Sony Corp CEO Kazuo Hirai has weathered a crisis over a cyber attack on its Hollywood studio and its controversial comedy “The Interview,” but his toughest moment may be just arriving as he prepares a new business revival plan.
After failing to turn around the storied creator of the Walkman since taking the helm in April 2012, Hirai and his deputies are now open to options including sales and joint ventures for its money-losing TV and mobile phone operations, company officials familiar with the leadership’s thinking say.
Sony, which has cut its earnings forecasts six times on Hirai’s watch, forecasts a 230 billion yen ($1.9 billion) net loss for the business year to March, and will suspend dividend payments for the first time, after deep smartphone losses.

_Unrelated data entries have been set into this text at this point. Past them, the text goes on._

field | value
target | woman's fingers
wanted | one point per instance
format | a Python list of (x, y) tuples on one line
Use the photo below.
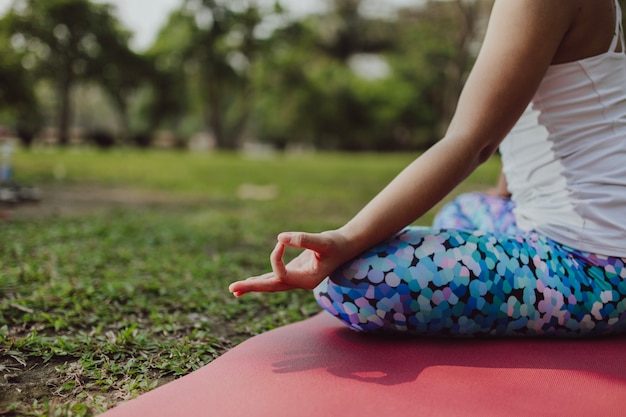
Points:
[(262, 283), (313, 241), (277, 262)]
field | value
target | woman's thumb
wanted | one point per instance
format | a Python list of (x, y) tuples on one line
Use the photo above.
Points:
[(313, 241)]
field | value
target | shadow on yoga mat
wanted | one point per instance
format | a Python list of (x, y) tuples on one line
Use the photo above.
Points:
[(318, 367)]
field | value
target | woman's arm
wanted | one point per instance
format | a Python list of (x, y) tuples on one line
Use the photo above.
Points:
[(521, 41)]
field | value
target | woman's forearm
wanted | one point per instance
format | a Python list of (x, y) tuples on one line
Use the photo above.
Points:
[(412, 193)]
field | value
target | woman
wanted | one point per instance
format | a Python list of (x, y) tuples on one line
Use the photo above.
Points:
[(549, 89)]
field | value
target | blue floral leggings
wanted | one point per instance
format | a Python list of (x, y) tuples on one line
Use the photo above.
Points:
[(474, 273)]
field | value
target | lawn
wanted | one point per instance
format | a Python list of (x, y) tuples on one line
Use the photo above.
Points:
[(103, 300)]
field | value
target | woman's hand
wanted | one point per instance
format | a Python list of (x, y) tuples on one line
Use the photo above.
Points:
[(322, 254)]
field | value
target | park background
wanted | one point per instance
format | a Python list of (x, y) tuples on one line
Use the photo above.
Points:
[(163, 173)]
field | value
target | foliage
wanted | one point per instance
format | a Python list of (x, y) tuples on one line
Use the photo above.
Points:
[(105, 305), (240, 71), (67, 41)]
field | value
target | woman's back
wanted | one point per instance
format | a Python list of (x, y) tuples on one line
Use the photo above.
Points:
[(565, 160)]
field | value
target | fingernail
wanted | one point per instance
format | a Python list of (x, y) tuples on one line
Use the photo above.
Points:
[(285, 237)]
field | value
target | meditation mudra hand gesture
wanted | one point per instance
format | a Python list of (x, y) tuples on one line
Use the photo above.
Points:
[(549, 90), (321, 255)]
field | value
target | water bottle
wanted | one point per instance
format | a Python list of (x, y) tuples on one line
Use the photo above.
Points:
[(5, 163)]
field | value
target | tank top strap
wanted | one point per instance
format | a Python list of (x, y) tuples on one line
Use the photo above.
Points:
[(619, 31)]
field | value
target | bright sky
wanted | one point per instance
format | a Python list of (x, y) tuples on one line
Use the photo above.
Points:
[(145, 17)]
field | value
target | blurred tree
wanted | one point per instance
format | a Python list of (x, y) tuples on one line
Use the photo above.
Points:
[(17, 97), (66, 41), (348, 81), (209, 66)]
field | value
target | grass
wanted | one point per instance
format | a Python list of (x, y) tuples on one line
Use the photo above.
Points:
[(98, 307)]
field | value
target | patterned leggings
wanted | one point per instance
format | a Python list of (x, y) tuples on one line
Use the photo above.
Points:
[(474, 273)]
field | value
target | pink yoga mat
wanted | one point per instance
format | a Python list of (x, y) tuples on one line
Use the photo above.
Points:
[(320, 368)]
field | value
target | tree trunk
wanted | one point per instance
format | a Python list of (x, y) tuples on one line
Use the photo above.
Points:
[(65, 88)]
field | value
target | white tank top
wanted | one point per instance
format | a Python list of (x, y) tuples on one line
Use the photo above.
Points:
[(565, 160)]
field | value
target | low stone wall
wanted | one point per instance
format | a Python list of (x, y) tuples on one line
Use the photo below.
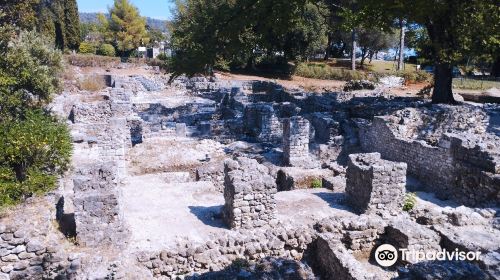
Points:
[(407, 234), (260, 121), (375, 185), (97, 215), (188, 257), (292, 178), (451, 170), (249, 194)]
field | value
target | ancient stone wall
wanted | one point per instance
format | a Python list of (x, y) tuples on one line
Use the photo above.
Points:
[(97, 214), (295, 141), (375, 185), (249, 194), (451, 170)]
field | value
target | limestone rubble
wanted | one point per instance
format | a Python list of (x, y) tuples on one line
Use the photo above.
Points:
[(209, 179)]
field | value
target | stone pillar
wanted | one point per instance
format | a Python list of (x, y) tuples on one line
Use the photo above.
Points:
[(295, 141), (260, 121), (375, 185), (97, 215), (249, 194)]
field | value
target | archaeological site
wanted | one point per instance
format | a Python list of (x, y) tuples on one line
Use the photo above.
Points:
[(226, 178)]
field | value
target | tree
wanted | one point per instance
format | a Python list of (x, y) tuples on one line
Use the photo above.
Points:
[(35, 147), (21, 14), (155, 36), (456, 29), (126, 29)]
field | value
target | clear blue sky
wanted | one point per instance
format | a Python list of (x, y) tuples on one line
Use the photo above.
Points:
[(159, 9)]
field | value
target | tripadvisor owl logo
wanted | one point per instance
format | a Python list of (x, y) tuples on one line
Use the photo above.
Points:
[(386, 255)]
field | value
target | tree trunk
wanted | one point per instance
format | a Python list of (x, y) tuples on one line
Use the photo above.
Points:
[(401, 60), (353, 50), (443, 78), (250, 64)]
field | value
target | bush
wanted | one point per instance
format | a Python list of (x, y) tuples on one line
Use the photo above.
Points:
[(358, 85), (326, 72), (410, 202), (87, 48), (317, 183), (92, 61), (106, 50), (33, 151)]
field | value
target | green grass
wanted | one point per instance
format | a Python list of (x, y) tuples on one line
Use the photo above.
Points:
[(324, 71), (472, 84)]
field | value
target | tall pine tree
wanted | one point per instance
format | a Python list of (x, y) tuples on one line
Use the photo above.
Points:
[(126, 29), (59, 19)]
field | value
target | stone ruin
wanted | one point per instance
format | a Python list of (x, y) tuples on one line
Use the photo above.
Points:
[(368, 149), (375, 185), (249, 194), (97, 215)]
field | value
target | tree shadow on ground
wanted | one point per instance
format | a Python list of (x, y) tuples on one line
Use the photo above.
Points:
[(335, 200), (209, 215)]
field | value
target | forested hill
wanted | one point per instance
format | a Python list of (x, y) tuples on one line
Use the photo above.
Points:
[(154, 23)]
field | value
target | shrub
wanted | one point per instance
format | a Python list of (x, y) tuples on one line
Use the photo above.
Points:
[(317, 183), (358, 85), (28, 64), (92, 83), (106, 50), (410, 201), (87, 48)]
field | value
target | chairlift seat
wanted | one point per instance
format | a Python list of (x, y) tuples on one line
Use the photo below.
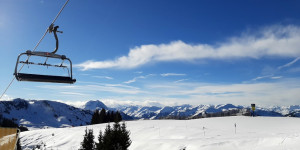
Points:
[(44, 78)]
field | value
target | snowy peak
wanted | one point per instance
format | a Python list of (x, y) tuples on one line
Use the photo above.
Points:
[(93, 105), (43, 113)]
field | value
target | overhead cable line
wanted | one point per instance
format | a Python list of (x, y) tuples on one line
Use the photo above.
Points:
[(35, 47)]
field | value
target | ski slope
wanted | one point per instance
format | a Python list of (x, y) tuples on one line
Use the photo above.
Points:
[(252, 133)]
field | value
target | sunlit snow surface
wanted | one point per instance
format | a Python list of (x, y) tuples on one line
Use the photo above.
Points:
[(252, 133)]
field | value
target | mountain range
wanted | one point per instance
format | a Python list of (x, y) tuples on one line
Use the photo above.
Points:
[(45, 113)]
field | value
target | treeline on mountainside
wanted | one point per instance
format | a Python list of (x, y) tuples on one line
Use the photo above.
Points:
[(113, 138), (8, 123), (105, 117)]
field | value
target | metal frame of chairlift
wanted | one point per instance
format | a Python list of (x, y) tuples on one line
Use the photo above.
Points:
[(45, 78)]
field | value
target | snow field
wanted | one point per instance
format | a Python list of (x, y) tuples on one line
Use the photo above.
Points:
[(252, 133)]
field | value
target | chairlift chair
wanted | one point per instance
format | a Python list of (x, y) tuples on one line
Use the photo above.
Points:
[(45, 78)]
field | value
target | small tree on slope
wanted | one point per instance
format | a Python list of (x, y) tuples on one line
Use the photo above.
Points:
[(88, 140)]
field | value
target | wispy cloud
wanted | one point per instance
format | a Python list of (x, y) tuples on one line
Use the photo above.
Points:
[(103, 77), (92, 87), (267, 76), (281, 41), (289, 64), (262, 77), (73, 93), (172, 74), (134, 79), (139, 77), (181, 80)]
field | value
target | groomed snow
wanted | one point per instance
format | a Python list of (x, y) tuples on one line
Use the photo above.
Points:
[(252, 133)]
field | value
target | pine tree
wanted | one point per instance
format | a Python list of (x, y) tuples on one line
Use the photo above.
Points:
[(116, 138), (88, 140), (95, 117), (107, 138), (107, 118), (102, 116), (100, 146), (125, 141), (117, 117), (112, 117)]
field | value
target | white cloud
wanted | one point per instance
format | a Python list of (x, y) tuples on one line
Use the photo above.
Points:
[(103, 77), (73, 93), (6, 97), (92, 87), (172, 74), (279, 41), (139, 77), (289, 64), (262, 77), (134, 79)]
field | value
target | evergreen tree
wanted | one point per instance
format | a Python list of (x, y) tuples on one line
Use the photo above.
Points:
[(107, 118), (102, 116), (88, 140), (116, 138), (125, 141), (112, 117), (95, 117), (100, 146), (107, 138), (117, 117)]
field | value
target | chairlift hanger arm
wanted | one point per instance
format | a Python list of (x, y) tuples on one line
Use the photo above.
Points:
[(44, 78), (53, 29)]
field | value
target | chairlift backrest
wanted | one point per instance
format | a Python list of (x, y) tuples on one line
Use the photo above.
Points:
[(44, 78)]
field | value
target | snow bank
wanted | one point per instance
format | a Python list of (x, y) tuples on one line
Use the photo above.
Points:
[(258, 133)]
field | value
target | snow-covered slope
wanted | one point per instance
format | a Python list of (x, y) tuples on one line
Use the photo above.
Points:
[(93, 105), (252, 133), (43, 113)]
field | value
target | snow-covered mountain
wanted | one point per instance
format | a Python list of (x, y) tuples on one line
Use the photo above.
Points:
[(93, 105), (219, 133), (44, 113)]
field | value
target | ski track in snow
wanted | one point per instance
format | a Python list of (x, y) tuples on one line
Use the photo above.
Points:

Sony management recognizes that “no business is forever,” one source told Reuters. Although no deals are on the table, “every segment now needs to understand that Sony can exit businesses,” he added.
Last year Sony sold its Vaio personal computer business and spun off its TV operations, cutting 5,000 jobs in addition to the 10,000 slashed earlier, after Hirai took over.
But even as many analysts say further drastic action is needed, such as a full-fledged exit from TVs, Hirai used last week’s high-profile Consumer Electronics Show in Las Vegas to push an array of new gadgets, including super-slim TVs and a $1,100 Walkman digital-music player.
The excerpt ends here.